Amjyot Singh Gill stood near the hoop on the edge of the basketball court, waiting. His team, the Oklahoma City Blue, was trailing Reno Bighorns 96-120 and, with just over 2 minutes to go, running against the clock. Right then, his teammate Javan Felix made a dash through the centre and passed the ball to Gill, who bounced it once, paused for a split second, and coolly sank a precise three-pointer.

Blue, the minor league affiliate team of the National Basketball Association’s (NBA’s) Oklahoma City Thunder, would go on to lose the match 101-123. But Gill, the captain of the Indian national team and arguably the most talented hooper in the country currently, had bagged his first points on his debut on 5 November in the G League—the NBA’s developmental division.
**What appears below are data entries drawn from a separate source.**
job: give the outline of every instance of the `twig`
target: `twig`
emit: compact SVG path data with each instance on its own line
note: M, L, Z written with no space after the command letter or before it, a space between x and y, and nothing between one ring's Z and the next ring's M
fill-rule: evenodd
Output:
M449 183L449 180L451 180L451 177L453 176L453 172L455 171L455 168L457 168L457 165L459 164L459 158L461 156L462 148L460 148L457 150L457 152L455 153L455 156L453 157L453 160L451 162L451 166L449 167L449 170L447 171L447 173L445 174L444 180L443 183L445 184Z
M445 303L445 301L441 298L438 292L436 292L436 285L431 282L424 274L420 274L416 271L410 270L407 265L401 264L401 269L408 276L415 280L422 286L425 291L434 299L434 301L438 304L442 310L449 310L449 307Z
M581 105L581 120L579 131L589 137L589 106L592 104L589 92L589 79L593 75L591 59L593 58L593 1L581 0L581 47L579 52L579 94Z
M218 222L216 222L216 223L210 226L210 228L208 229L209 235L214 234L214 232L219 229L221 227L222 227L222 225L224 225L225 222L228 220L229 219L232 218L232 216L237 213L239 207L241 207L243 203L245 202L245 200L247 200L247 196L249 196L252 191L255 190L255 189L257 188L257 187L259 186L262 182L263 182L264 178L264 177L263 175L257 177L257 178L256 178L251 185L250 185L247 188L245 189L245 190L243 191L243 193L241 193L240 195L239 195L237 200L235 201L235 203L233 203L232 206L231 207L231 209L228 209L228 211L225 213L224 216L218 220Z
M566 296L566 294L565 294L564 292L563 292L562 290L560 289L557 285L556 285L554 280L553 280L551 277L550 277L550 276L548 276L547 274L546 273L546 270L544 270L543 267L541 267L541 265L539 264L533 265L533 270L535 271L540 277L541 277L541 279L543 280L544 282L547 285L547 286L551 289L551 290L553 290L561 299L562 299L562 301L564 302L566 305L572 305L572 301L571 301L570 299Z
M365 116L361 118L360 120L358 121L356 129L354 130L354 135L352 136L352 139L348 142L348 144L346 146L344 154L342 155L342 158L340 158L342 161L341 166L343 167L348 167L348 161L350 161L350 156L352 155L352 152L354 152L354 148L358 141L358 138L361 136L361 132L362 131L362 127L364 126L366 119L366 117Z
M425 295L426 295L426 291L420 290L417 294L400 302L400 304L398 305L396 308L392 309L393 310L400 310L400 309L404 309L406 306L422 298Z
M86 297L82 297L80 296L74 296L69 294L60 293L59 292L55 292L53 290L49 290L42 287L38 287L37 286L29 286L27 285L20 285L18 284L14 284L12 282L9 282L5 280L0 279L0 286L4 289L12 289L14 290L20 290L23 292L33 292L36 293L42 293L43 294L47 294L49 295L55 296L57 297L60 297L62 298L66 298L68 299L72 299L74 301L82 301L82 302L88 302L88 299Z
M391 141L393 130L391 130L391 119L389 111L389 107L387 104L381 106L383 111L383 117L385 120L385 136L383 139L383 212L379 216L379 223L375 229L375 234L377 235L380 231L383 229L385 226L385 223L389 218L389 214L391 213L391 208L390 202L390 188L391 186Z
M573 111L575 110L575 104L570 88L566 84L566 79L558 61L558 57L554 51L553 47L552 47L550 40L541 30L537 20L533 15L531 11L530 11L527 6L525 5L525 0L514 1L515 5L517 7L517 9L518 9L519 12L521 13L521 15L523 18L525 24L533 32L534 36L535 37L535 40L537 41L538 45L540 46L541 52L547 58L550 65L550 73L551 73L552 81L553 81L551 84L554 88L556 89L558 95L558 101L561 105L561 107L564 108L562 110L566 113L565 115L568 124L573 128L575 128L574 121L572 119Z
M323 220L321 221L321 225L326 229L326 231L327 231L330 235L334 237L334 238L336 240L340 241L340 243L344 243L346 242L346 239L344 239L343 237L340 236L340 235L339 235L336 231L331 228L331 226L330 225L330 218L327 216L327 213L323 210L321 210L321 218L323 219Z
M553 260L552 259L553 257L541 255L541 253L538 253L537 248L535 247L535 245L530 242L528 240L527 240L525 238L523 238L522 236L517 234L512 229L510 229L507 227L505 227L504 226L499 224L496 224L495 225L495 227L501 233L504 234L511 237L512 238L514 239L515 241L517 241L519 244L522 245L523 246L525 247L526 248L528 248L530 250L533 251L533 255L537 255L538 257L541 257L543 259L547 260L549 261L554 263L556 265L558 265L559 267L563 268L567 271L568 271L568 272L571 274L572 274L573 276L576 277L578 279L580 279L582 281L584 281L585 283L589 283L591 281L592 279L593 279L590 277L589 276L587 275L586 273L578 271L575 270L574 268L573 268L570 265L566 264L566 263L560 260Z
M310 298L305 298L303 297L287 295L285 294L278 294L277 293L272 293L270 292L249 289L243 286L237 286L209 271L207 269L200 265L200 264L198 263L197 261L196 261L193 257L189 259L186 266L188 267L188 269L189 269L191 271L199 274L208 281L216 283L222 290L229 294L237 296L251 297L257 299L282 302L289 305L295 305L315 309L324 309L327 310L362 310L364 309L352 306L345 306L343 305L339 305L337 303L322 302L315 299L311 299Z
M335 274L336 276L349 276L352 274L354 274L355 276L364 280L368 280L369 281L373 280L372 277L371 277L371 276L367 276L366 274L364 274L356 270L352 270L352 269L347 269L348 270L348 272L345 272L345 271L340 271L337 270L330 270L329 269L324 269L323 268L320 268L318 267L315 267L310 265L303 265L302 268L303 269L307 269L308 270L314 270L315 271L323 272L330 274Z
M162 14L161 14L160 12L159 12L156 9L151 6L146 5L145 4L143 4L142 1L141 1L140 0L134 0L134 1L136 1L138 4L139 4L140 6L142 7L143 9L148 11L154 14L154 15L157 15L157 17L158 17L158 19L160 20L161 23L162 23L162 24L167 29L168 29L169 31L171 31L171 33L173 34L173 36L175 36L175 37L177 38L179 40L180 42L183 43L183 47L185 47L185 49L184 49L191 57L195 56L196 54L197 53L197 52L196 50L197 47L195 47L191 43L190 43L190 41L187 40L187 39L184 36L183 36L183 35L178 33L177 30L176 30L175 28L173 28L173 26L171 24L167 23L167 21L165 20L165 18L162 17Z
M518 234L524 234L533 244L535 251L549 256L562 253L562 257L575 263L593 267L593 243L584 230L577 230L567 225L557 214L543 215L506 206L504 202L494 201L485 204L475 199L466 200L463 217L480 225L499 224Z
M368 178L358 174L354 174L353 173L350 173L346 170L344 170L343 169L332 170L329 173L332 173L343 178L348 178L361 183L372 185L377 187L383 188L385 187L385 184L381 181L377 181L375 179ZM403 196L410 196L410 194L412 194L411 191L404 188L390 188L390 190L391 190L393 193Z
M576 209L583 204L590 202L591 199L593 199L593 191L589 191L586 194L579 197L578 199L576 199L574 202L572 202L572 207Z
Gill is the second Indian to be drafted into a G-league team and the third to make a splash in the US basketball scene after Satnam Singh’s sojourn with the Dallas Mavericks and Long Island Nets (G League) picking Palpreet Singh Brar during the draft last year. Though the NBA has long been pushing for an Indian presence in the league in order to make inroads into the growing sports market here, Gill’s predecessors weren’t able to make much of a mark.

Singh is back in India and Brar didn’t make it to the final roster after the 10-day trial. But Gill is tipped to be the real deal, and he won some playing time, albeit the last 4 minutes, in only the second game of the season for the Oklahoma team.

“I can’t believe it, that I’ve made it and am playing with OKC Blue. I have to prove a lot of things," the 25-year-old says on phone from the US. “Since childhood, I wanted to come here and fulfil my parents’ dream, and I feel like I’m one step closer to that (to play in the NBA)."

Injury and boredom had driven Gill away from cricket as a youngster, and taking cue from his father—Mohinder Singh played basketball—he switched over to basketball at the age of 16.

All members of the family—his father, mother and Amjyot himself—were in three different gurudwaras in three different cities when the draft was taking place. “My father started crying when he heard I had been picked," says Gill. “He has now applied for a passport as well."

For the past few years, the power forward has laid claim to being the best player in the country. A product of the Ludhiana Basketball Academy, and the late coach S. Subramaniam, the 6ft, 8 inches tall Chandigarh lad had given a measure of his talent during the FIBA Asia Cup in Wuhan, China, in 2015. He scored 13 points as India shocked the hosts 65-58 in possibly the biggest upset in the country’s history.

“I really saw him take a big step in the (2014) Lusofonia Games in Goa," says Scott Flemming, who was the coach of the India team then and is currently NBA India’s senior director of basketball operations.

“He played at a high level, and made big plays when the game was on the line. He also showed some toughness, playing with a broken nose in the last couple of games. This gave him the confidence that carried over into the Asia Cup. I believe that was a springboard to his recent professional opportunities."

His trade took him to the Far East, where Gill, along with fellow Indian Amritpal Singh, played for Tokyo Excellence—a team in Japan’s National Basketball Developmental League. His resilience was tested in the far-flung land as he had to adjust with not only the alien culture but also adapt to a more versatile role in the team.

A player who likes to work from the outside, the India cager had to plough through the middle of the court and create chances for his Japanese teammates. Also, for the two years that he was in Japan, he did not once come back to India.

“I don’t remember the last time I celebrated a birthday at home. Or been with family during any of the festivals," says Gill. “All those sacrifices are slowly starting to pay off."

While he was playing in Japan and has recently been exploring opportunities in Australia and Europe, America and the NBA remained his land of dreams. The Indian faced disappointment last year when none of the teams picked him in the NBA G-League draft.

“I don’t look at Amjyot as part of a trend. He made our team because of what he can do as a basketball player," Mark Daigneault, head coach of Oklahoma City Blue, says on email. “We understand the value that it brings to the country (India), but I don’t want to put that kind of pressure on him."

At 25, he is one of the more experienced players in the Oklahoma team, whose average age is around 23. According to Daigneault, “he’s a functional and intelligent player," but the biggest priority for his support staff is now to get Gill ready for the physicality and explosive energy of the G League.

The training schedule already requires him to take 400-500 shots per day. He is still testing the waters, but over the years, the Indian has shown a tendency to adapt quickly and surface when thrown into the deep end.